Mistral AI, in collaboration with NVIDIA, has introduced NeMo, a robust 12-billion parameter model. This cutting-edge model features a remarkable context window that can handle up to 128,000 tokens and is noted for its top-tier performance in reasoning, world knowledge, and coding accuracy within its size category.
The partnership between Mistral AI and NVIDIA has led to a model that not only excels in performance but also emphasizes user-friendliness. Mistral NeMo can seamlessly replace systems currently operating with Mistral 7B due to its reliance on a standard architecture.
To foster wider adoption and encourage further research, Mistral AI has released both the pre-trained base and instruction-tuned checkpoints under the Apache 2.0 license. This open-source approach is expected to be highly attractive to both researchers and enterprises, potentially accelerating the integration of the model into various applications.
A standout feature of Mistral NeMo is its quantization-aware training, which facilitates FP8 inference without sacrificing performance. This capability is particularly beneficial for organizations aiming to deploy large language models efficiently.
Performance comparisons provided by Mistral AI highlight the Mistral NeMo base model’s superiority over two recent open-source pre-trained models: Gemma 2 9B and Llama 3 8B.
Mistral AI emphasized the model’s suitability for global, multilingual applications. It’s proficient in function calling, boasts a large context window, and excels in languages including English, French, German, Spanish, Italian, Portuguese, Chinese, Japanese, Korean, Arabic, and Hindi.
“This is a new step toward bringing frontier AI models to everyone’s hands in all languages that form human culture,” Mistral AI stated.
Mistral NeMo also introduces Tekken, a new tokenizer inspired by Tiktoken. Tekken, trained on over 100 languages, improves compression efficiency for both natural language text and source code, outperforming the SentencePiece tokenizer used in previous Mistral models. According to the company, Tekken is about 30% more efficient in compressing source code and several major languages, with even greater gains for Korean and Arabic.
Furthermore, Mistral AI claims that Tekken surpasses the Llama 3 tokenizer in text compression for around 85% of all languages, giving Mistral NeMo a potential advantage in multilingual applications.
Both the base and instruction-tuned versions of the model's weights are now available on HuggingFace. Developers can start experimenting with Mistral NeMo using the mistral-inference tool and customize it with mistral-finetune. For users of Mistral’s platform, the model is accessible under the name open-mistral-nemo.

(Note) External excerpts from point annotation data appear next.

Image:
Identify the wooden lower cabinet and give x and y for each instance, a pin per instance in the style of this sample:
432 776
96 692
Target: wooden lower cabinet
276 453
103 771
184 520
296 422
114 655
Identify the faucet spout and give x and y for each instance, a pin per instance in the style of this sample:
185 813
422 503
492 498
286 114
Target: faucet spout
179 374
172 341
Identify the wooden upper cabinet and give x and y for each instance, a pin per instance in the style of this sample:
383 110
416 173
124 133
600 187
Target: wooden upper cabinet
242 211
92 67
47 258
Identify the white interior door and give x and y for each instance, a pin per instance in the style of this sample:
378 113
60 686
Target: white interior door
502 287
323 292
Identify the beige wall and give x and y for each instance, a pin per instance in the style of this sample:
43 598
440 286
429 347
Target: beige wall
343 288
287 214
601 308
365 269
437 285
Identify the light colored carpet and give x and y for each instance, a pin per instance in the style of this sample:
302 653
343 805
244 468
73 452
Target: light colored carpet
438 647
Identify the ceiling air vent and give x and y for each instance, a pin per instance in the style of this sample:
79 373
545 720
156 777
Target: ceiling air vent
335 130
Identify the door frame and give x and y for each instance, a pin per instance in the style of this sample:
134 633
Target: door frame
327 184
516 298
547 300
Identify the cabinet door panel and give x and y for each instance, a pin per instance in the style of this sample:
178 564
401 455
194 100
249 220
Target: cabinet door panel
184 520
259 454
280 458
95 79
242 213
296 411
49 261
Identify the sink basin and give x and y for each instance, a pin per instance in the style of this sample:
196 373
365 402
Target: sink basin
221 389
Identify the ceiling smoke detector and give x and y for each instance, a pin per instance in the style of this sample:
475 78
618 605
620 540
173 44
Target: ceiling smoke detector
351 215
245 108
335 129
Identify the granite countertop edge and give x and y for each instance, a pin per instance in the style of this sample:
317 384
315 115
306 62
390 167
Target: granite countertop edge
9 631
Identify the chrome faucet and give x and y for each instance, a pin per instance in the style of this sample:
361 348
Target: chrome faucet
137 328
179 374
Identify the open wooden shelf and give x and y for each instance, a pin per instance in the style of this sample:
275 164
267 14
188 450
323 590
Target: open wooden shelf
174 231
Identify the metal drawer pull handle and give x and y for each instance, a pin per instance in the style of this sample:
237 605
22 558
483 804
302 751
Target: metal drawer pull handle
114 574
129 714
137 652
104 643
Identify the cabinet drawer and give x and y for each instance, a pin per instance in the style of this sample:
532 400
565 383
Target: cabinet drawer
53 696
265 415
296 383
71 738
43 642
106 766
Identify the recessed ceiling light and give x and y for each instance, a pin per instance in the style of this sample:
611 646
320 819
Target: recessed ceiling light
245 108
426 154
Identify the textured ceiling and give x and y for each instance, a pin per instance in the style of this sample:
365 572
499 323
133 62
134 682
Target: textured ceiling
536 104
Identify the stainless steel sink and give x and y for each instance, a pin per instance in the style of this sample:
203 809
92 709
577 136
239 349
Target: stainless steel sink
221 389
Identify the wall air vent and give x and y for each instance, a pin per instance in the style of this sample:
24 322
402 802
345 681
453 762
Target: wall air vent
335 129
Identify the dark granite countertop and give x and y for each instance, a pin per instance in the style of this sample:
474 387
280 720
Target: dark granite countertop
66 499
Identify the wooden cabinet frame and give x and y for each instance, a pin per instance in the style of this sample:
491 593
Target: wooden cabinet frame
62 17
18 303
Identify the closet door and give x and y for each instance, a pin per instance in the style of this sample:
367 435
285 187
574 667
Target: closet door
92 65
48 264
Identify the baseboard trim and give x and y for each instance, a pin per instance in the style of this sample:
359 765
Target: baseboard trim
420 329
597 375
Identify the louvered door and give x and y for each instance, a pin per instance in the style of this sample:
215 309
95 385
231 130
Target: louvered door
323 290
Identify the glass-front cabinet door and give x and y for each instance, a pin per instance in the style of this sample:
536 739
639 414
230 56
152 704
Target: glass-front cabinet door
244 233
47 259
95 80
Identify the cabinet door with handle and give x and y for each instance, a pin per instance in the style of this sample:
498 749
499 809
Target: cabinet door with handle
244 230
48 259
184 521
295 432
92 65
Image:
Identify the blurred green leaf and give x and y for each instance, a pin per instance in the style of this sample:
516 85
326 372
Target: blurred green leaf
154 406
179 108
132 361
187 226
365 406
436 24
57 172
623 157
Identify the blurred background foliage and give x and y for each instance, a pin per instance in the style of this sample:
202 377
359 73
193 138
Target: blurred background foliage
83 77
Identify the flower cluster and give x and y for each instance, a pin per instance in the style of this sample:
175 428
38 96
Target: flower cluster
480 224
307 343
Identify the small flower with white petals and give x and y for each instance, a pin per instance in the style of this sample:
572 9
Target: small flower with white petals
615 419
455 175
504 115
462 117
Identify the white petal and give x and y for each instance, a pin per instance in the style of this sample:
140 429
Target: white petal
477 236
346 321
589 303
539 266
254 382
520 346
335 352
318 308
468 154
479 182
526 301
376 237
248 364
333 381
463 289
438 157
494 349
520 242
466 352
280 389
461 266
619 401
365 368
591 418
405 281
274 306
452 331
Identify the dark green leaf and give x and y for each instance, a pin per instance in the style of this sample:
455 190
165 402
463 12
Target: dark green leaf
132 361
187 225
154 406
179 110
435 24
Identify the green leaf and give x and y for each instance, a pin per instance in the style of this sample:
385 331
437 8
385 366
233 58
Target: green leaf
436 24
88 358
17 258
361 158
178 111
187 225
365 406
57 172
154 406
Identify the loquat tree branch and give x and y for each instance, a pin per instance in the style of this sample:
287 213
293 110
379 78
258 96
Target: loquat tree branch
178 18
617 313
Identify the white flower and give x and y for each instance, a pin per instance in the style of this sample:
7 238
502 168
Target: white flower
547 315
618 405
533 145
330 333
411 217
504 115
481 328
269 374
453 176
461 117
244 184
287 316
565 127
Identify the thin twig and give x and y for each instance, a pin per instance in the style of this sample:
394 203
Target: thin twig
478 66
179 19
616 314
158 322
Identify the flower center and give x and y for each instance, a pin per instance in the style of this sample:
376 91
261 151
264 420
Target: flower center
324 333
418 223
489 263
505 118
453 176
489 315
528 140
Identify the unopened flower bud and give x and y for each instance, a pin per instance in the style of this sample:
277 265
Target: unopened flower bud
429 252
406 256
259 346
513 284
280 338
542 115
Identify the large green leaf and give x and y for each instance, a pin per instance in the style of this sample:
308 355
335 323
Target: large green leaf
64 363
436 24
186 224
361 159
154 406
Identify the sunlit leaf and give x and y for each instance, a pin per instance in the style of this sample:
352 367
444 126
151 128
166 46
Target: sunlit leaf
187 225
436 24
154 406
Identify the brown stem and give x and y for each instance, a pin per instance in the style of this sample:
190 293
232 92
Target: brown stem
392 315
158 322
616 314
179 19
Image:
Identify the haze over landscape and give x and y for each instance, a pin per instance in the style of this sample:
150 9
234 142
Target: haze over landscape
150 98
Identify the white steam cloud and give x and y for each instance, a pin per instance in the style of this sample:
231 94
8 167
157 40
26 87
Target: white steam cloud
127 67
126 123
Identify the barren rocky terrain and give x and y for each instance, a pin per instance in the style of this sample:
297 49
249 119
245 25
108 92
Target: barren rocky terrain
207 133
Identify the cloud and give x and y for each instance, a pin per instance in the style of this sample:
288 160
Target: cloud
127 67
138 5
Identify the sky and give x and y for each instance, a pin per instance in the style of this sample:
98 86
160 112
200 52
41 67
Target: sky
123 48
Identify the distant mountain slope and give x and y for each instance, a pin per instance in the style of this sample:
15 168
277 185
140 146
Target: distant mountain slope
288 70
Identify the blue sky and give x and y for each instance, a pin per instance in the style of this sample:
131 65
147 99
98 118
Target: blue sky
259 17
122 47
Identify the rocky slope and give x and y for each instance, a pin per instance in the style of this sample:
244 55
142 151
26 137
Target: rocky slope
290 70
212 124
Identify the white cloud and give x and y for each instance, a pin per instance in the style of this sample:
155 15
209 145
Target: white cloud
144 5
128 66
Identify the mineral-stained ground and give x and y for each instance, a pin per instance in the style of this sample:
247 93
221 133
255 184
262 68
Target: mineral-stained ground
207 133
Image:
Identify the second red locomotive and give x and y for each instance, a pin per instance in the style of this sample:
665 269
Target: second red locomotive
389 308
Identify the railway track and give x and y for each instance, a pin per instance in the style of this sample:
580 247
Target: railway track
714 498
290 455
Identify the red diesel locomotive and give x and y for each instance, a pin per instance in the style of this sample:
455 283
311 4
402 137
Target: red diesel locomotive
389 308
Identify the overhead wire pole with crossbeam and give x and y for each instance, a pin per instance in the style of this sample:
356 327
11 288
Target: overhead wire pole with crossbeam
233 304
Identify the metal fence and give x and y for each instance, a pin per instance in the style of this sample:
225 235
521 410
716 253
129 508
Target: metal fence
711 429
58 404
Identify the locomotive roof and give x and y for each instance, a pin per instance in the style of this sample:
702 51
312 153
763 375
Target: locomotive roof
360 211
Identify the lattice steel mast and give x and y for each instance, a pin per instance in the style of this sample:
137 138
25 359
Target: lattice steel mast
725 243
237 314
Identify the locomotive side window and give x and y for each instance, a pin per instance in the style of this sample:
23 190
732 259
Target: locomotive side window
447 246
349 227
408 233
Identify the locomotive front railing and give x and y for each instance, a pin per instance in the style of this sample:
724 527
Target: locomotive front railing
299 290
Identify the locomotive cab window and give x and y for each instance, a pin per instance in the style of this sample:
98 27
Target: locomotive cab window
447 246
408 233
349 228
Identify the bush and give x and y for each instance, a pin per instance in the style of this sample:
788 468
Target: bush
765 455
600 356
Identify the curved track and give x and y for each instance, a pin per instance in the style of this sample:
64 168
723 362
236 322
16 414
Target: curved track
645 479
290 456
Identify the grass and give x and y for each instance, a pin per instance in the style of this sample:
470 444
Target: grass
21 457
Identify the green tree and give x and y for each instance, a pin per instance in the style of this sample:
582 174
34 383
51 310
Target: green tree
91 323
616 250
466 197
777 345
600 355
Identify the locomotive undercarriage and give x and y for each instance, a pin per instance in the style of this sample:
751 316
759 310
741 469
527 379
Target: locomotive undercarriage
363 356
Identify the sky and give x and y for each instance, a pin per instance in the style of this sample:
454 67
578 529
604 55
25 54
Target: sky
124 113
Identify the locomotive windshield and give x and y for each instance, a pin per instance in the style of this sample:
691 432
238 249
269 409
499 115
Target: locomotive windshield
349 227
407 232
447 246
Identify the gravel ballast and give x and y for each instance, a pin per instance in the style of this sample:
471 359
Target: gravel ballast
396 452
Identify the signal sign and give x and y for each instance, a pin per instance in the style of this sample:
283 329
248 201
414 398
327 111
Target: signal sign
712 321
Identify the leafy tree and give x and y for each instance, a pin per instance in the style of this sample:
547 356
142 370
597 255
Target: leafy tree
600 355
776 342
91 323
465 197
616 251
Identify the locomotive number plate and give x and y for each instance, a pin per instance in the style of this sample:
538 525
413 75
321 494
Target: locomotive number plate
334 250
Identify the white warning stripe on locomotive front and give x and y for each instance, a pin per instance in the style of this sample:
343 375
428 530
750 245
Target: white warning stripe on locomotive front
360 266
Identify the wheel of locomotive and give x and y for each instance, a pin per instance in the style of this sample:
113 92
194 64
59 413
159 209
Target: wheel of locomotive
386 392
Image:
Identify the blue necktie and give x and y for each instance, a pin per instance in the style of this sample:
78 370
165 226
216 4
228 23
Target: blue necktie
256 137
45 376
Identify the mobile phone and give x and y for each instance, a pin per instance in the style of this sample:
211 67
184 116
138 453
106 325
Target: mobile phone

Additionally, Mistral NeMo is available as an NVIDIA NIM inference microservice on ai.nvidia.com, thanks to the collaboration with NVIDIA. This integration could simplify deployment for organizations already utilizing NVIDIA’s AI ecosystem.
The launch of Mistral NeMo marks a significant advancement in making sophisticated AI models more accessible. By combining high performance, multilingual capabilities, and open-source availability, Mistral AI and NVIDIA aim to provide a versatile tool for a broad range of AI applications across various industries and research domains.